Conservative activists and writers in the United States also took to twitter to critique Farhadi’s absentee speech at the award ceremony. They mostly stated that Farhadi has no right to lecture the United States government when Iranian government is practically a despotic system.

Seth Mandel of the New York Post for example wrote: “You guys know that it’s not hypocritical to be Iranian and pro-democracy, right?”

Another conservative writer Noah Pollak wrote on twitter: “So a guy from Iran just lectured America about human rights and democracy, to lusty applause from Hollywood.”

Officials and Mixed Feelings

In a Farsi post in its Twitter account, the US Department of State congratulated Farhadi, the cast and crew of ‘The Salesman’, and the Iranian people for winning the Academy Award for Best Foreign Language film but later removed the tweet.

A state department spokeswoman said that the department later decided to remove the congratulatory tweet not to endorse the content of Farhadi’s absentee speech: “We later removed the post to avoid any misperception that the US government endorsed the comments made in the acceptance speech.”

Mohammad Javad Zarif, Iran’s foreign minister, congratulated Farhadi in a warm message on twitter.

Iran’s Culture and Guidance Minister has also congratulated Farhadi’s Oscar win describing the film as “Iran’s message of peace in the expressive language of art”.

He also commends the filmmaker for boycotting the ceremony as a “protest against the narrow minded and racist policies of America’s rookie politicians against immigrants” saying these policies has “unmasked the false claims of concern for human rights”.

The academy’s recognition of Farhadi’s the Salesman has drawn commendations from numerous Iranian cultural figures and groups including Iranian poet Javad Mojabi, Iran’s Director’s Guild, House of Cinema and Association of Cinematographers.

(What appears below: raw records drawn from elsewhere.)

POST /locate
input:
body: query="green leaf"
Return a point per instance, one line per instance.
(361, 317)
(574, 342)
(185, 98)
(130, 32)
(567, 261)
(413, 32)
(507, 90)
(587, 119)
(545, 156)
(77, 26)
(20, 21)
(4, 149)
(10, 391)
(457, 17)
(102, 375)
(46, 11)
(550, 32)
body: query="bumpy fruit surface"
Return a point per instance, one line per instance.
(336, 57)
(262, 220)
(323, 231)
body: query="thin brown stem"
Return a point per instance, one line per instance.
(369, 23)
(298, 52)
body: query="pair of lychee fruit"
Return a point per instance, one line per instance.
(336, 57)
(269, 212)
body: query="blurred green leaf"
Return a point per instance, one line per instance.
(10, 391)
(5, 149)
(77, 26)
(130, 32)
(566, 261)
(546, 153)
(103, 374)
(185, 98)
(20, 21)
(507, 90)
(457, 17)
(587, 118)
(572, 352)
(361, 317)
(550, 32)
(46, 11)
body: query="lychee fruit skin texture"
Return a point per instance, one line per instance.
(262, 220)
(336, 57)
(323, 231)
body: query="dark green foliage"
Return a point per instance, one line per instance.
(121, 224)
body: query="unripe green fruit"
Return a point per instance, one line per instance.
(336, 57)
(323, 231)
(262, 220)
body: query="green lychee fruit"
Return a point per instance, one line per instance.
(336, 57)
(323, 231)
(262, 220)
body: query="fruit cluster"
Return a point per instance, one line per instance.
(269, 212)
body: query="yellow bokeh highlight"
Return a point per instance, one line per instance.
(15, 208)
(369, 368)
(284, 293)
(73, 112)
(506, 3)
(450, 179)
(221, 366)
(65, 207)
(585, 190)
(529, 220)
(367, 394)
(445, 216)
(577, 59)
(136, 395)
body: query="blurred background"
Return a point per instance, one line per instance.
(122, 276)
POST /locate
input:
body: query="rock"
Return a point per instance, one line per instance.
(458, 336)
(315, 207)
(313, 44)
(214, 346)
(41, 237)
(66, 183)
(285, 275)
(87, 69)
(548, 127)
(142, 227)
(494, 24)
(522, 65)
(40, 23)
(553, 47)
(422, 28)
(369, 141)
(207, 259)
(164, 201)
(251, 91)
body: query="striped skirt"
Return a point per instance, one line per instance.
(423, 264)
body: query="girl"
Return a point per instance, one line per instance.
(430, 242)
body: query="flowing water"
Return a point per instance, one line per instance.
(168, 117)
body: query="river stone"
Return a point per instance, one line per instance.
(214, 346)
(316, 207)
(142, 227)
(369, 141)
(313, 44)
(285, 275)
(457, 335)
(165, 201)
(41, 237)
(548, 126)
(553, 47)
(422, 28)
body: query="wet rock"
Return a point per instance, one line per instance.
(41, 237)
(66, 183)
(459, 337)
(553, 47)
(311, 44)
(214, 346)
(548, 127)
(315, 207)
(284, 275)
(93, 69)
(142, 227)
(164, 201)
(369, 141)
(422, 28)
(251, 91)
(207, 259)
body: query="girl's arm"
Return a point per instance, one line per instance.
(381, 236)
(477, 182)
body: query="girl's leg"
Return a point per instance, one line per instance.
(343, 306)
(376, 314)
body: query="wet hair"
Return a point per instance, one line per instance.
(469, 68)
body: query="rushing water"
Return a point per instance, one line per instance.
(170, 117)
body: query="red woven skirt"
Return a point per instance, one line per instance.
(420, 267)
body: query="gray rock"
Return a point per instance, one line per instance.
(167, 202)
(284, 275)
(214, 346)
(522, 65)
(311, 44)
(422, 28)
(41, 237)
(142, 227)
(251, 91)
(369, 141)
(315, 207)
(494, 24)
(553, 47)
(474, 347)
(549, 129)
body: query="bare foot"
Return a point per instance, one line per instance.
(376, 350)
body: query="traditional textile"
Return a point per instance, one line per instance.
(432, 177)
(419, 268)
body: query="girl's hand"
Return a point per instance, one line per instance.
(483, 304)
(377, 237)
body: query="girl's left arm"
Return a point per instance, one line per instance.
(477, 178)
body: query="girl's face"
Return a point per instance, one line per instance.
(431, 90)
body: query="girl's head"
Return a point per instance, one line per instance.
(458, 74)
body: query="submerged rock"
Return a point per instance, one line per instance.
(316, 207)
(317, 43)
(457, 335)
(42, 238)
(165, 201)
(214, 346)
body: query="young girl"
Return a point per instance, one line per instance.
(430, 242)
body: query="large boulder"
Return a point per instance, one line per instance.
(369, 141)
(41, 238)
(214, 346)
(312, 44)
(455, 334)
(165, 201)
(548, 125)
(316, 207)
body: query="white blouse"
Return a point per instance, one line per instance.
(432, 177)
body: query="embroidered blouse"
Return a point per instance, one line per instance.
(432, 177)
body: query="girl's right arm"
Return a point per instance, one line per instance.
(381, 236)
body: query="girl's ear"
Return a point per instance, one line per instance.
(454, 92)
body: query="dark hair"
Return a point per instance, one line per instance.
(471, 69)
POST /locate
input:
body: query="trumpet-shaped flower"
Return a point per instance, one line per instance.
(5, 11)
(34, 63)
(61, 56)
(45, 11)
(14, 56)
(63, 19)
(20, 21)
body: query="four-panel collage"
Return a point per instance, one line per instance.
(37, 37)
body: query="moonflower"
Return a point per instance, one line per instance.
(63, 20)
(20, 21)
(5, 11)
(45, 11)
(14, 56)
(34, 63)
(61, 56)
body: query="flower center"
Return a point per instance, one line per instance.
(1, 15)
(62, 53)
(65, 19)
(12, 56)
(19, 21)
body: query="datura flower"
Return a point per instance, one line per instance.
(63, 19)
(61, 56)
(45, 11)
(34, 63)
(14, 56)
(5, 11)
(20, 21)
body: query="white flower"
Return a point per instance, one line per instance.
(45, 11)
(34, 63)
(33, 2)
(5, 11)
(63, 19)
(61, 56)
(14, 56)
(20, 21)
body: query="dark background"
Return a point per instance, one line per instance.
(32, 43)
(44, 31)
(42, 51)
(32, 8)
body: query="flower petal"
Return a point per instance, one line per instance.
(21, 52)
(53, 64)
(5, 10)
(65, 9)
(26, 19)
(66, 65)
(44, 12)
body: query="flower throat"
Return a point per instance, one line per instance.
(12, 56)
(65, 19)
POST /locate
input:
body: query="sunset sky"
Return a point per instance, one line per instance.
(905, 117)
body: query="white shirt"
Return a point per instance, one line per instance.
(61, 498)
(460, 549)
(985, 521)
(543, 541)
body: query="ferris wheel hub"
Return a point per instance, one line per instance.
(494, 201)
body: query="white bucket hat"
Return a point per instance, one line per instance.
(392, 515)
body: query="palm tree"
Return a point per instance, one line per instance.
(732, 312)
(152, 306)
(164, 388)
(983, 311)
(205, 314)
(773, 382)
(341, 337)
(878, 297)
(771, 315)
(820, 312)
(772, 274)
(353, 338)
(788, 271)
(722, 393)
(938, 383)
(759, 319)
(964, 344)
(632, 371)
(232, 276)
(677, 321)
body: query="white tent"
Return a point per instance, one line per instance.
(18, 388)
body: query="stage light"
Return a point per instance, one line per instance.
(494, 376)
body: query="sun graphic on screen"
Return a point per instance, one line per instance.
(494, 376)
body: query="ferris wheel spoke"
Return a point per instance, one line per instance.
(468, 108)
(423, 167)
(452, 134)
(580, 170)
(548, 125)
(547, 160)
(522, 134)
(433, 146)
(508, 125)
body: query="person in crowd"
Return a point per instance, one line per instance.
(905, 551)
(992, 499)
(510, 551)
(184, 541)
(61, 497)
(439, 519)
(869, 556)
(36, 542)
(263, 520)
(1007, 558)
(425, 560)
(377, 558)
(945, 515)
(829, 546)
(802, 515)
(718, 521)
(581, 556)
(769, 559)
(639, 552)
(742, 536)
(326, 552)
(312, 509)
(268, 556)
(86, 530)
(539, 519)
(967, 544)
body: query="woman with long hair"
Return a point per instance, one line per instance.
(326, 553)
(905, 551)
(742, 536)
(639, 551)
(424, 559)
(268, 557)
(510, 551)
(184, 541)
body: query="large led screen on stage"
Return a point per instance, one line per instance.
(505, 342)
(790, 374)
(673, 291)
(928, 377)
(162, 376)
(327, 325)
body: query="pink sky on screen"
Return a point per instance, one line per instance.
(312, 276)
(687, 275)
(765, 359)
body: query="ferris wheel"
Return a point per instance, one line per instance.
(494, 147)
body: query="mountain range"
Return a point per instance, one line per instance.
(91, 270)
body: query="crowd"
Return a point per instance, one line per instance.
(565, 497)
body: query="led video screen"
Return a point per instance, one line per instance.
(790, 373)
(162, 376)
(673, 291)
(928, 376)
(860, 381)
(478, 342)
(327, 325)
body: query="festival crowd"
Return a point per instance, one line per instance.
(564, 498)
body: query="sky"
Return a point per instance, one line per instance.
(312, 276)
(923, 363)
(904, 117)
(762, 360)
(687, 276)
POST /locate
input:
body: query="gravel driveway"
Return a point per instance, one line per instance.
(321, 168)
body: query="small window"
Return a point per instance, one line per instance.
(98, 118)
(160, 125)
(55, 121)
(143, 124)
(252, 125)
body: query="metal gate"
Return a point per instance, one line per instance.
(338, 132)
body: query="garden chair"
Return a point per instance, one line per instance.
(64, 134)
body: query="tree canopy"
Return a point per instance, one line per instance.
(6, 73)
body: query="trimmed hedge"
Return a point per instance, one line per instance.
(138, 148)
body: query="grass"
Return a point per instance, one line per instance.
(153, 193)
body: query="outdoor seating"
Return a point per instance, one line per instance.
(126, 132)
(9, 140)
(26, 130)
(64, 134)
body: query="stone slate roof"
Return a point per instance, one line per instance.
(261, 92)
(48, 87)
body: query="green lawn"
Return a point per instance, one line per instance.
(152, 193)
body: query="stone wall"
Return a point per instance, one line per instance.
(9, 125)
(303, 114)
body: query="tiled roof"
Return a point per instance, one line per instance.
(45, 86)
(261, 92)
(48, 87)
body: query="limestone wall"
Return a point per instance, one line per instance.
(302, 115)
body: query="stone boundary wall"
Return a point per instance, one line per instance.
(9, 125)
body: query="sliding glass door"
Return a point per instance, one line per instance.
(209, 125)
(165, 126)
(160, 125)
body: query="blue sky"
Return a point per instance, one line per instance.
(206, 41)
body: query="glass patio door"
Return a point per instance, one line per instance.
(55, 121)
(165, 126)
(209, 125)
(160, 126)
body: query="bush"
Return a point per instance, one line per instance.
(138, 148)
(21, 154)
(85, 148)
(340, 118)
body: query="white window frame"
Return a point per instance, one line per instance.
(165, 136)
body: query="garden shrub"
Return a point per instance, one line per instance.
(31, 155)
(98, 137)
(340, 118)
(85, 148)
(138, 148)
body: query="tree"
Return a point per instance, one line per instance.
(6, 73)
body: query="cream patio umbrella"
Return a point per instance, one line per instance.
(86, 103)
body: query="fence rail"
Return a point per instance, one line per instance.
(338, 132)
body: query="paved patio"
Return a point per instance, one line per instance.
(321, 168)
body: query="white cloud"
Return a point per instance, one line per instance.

Women’s Cultural Commission of Iranian parliament has also issued a statement congratulating Farhadi’s victory and stance for “human values.”

Debates and Disputes in the Persian Twitter Sphere

In Social Media the film’s success has triggered many debates. Some commentators say the Academy has made a statement against Trump by selecting Farhadi’s film. Other’s raised their brows at Farhadi’s savvy to continue making films under the restrictive hold of the Islamic Republic on arts and media.

Maryam Mirza, Iranian journalist focuses on Farhadi’s choice of an Iranian woman to read his message and writes: “The fact that women without hijab stand tall at the Oscars and read his message is Oscar worthy in itself.”

Bijan Safsari Iranian writer highlights the Iranian regime’s ability to exploit Farhadi’s success and says Farhadi should have used the platform to mention “the repression inside the country”.

Look at Earth from above and you Find no Borders

Two Iranian-American’s Firouz Naderi, a former NASA scientist and project manager for the Mars exploration and Anousheh Ansari, Iranian-American engineer and the first self-funded woman in the world to have gone into space accepted the award on his behalf.

Naderi commented on Farhadi choosing him and Ansari saying: “I think the reason that he chose the two of us … is if you go away from the Earth and look back at the Earth, you don’t see any of the borders or the lines, you just see the one whole beautiful Earth.”

Farhadi won his first Oscar for A Separation in 2011. The Salesman starring Taraneh Alidoosti and Shahab Hosseini as a couple whose relationship is challenged during their performance of Arthur Miller’s Death of a Salesman.